Based on the novel “Don’t Point That Thing at Me,” the film finds Depp as Charlie Mortdecai, English art dealer and all-around bumbling scoundrel. He’s part Magoo, part Bean, and once a famous painting goes missing, a heavy dose of Clouseau.
He and and Mrs. M (Gwyneth Paltrow) are living large but deep in debt, when the British secret service offers a possible way out. Someone in America has been secretly deflating footballs right before the big game, and…oh, wait that’s something else.

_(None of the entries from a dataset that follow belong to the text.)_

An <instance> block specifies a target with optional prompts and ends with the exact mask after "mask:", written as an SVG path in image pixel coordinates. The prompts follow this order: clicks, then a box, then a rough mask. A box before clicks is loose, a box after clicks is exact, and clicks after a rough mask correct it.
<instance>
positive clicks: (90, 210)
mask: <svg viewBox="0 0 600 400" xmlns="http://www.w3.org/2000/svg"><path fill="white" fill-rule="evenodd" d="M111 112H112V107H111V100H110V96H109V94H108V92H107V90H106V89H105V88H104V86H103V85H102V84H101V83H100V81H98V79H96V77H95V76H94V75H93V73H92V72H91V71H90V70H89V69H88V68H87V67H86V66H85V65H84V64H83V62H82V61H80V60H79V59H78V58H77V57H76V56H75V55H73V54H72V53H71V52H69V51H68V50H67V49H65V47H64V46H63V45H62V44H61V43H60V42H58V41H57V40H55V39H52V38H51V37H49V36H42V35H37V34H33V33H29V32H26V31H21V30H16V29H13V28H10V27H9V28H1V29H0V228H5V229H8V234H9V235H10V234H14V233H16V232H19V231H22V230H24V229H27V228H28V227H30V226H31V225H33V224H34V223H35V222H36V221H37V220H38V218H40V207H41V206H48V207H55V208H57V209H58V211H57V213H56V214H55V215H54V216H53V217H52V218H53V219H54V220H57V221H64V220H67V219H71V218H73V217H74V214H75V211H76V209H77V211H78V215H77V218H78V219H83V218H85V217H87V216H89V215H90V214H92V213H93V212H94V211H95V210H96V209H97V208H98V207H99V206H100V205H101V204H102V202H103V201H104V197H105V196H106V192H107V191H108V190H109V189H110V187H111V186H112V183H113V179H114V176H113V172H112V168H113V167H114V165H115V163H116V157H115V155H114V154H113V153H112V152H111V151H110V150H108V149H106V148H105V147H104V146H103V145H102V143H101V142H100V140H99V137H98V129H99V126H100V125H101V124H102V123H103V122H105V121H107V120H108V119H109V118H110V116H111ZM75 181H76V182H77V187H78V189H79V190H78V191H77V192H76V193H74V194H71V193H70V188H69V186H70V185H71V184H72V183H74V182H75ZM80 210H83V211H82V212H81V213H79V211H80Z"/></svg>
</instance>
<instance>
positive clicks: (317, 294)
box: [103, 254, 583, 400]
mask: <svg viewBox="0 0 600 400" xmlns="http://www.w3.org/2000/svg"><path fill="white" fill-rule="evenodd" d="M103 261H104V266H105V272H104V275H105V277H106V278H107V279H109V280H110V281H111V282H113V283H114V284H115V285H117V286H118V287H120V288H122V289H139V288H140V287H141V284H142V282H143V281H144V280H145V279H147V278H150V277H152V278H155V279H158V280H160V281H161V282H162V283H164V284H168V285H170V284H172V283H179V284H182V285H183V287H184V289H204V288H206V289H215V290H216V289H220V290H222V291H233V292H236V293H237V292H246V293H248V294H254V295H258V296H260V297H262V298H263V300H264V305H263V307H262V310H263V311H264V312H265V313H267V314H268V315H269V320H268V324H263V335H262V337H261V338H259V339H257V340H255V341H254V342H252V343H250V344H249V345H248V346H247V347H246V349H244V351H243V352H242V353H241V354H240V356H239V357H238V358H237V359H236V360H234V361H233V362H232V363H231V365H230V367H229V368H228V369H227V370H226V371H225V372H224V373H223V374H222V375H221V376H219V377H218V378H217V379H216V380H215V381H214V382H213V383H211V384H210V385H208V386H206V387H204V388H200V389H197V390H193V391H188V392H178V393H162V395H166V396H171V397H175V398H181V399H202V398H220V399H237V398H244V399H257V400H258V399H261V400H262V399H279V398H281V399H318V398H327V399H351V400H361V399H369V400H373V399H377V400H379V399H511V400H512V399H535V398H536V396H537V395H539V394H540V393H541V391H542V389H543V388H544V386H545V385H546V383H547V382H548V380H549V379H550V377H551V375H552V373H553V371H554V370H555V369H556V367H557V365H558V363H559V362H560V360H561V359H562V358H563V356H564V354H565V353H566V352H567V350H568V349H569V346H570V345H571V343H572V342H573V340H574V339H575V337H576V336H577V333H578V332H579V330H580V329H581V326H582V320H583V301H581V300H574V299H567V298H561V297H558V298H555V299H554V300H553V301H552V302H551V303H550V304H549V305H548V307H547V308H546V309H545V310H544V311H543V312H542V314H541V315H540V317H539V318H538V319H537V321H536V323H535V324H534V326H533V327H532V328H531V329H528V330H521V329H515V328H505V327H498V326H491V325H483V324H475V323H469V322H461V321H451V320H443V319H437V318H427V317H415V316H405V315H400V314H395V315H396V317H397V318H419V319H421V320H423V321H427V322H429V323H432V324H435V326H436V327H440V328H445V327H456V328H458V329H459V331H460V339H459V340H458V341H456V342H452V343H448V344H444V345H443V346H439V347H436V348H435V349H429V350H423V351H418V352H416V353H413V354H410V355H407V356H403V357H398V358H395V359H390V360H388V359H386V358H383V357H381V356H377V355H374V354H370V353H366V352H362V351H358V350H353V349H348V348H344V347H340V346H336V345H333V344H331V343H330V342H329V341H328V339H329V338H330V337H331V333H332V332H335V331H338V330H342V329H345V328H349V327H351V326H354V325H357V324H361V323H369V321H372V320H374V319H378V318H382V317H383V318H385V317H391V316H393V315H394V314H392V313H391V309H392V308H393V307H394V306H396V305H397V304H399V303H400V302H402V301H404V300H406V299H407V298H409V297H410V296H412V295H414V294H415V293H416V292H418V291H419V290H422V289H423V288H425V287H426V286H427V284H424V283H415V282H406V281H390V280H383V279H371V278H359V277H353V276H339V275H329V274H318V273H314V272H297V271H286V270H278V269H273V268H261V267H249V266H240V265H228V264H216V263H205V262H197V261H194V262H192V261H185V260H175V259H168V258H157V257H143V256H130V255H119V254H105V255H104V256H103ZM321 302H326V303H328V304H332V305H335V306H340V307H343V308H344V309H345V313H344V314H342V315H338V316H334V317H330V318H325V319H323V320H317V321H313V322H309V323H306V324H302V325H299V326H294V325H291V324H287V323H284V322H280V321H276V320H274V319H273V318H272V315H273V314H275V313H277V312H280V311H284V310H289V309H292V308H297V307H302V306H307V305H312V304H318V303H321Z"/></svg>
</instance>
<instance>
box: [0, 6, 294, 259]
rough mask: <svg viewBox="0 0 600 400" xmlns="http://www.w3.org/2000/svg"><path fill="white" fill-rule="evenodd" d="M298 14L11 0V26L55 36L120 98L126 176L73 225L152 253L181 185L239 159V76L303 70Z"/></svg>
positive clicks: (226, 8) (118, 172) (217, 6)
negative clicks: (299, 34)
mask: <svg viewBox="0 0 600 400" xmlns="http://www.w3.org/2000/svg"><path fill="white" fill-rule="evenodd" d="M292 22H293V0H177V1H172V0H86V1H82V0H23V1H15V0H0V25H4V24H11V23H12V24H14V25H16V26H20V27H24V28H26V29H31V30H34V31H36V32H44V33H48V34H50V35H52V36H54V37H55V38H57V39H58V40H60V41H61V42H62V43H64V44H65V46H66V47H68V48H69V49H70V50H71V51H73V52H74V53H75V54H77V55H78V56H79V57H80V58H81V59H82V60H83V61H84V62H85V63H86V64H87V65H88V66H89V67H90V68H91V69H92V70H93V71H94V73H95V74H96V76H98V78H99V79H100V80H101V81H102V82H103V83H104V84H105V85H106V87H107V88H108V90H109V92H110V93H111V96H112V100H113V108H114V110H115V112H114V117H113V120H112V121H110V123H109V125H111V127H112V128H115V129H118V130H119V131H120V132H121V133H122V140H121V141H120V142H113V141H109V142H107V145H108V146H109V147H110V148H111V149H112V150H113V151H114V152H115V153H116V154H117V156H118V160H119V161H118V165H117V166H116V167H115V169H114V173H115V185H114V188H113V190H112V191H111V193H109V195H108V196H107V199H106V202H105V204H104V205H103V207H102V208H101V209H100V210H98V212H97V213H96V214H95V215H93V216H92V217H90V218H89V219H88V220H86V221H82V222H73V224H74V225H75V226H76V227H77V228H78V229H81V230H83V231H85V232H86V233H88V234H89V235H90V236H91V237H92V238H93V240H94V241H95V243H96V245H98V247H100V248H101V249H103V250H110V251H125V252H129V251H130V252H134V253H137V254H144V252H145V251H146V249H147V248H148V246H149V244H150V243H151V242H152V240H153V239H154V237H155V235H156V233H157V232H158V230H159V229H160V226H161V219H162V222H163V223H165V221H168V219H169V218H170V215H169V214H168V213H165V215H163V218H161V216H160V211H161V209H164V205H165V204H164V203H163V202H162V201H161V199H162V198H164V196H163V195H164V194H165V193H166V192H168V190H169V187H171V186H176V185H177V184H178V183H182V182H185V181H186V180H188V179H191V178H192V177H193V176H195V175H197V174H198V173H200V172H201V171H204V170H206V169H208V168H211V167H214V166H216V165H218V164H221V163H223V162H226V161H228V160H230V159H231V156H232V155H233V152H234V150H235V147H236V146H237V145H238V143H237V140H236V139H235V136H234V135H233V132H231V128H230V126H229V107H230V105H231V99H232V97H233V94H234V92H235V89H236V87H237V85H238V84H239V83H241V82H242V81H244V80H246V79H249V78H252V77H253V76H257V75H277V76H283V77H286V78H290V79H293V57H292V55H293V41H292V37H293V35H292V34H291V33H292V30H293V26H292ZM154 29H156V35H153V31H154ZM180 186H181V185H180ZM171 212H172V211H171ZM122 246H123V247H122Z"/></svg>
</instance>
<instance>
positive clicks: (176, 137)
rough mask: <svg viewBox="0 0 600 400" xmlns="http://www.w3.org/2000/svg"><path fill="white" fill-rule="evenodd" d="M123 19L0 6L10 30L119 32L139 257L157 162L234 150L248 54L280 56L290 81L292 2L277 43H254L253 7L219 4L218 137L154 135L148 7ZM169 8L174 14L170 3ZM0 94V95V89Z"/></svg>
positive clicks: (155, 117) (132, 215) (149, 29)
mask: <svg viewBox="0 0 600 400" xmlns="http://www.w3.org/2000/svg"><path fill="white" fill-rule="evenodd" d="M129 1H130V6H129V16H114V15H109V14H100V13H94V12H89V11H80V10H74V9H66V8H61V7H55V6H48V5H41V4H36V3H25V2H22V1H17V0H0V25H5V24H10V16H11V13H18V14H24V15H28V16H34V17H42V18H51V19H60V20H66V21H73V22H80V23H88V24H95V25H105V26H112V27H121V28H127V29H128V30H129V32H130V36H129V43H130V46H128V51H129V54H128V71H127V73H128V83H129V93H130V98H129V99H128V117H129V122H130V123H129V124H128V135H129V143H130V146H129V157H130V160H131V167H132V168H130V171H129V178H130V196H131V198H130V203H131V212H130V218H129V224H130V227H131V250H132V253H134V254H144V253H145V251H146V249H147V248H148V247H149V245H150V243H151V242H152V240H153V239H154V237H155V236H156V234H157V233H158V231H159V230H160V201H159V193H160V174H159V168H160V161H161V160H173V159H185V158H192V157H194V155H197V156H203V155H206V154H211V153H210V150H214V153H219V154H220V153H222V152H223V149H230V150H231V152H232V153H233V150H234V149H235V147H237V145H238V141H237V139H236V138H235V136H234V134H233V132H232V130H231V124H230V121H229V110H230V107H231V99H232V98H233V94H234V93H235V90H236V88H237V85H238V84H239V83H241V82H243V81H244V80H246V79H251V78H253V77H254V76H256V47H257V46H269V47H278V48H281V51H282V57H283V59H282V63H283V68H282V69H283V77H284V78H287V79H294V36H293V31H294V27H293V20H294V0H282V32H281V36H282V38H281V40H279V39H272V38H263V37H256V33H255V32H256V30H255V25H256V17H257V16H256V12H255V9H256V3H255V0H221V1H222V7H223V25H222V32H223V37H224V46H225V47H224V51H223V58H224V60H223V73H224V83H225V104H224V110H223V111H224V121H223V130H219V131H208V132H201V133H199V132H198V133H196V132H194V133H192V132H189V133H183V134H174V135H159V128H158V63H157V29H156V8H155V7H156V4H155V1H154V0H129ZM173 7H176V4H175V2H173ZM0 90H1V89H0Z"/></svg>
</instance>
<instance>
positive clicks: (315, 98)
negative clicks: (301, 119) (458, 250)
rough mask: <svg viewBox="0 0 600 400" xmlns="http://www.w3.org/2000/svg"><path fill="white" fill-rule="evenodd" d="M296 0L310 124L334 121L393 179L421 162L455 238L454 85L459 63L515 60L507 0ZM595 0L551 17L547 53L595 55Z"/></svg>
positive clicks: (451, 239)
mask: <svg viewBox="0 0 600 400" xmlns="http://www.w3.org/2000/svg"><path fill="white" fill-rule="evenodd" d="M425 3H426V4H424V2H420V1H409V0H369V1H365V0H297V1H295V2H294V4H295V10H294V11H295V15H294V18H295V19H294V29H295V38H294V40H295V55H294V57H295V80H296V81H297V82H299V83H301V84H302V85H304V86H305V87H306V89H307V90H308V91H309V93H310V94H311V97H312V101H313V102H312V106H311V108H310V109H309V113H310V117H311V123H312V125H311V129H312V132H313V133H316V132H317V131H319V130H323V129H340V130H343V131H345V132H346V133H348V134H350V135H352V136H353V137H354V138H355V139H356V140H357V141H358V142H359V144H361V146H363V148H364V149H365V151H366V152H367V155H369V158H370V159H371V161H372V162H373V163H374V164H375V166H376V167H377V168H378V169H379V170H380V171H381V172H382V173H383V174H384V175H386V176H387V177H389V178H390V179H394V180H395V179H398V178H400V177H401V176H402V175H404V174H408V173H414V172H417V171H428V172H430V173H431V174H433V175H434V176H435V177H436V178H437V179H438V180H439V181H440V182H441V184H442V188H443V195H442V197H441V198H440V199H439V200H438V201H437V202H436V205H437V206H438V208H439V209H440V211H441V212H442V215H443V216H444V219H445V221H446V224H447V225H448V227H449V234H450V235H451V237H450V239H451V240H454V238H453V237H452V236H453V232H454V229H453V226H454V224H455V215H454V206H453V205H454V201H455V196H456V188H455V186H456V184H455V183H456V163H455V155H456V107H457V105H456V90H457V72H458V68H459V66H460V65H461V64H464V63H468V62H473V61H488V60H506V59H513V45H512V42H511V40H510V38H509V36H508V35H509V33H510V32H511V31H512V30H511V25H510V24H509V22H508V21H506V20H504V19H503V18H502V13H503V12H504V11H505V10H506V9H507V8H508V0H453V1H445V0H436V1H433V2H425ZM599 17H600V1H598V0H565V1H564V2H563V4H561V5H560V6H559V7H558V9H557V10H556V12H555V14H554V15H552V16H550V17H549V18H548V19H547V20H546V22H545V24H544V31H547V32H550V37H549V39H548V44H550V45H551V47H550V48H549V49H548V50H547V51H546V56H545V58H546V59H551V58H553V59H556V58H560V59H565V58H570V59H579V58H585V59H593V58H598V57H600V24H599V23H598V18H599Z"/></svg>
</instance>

Mortdecai must track down a priceless masterpiece before it winds up in the wrong hands, and the convoluted plot involves jet-setting, mustache infatuation and multiple instances of “sympathetic gag reflex.” Director David Koepp tries hard to inject some pizzaz, but Eric Aronson’s script feels more like a rough draft than a finished product.
The film’s saving grace (well, besides the casting of Olivia Munn as a nymphomaniac) is, of course, Depp. He’s a perfect example of great timing in search of some comedy, and he delivers a fully realized performance that manages, against some pretty long odds, to give Mortdecai its few moments of charm.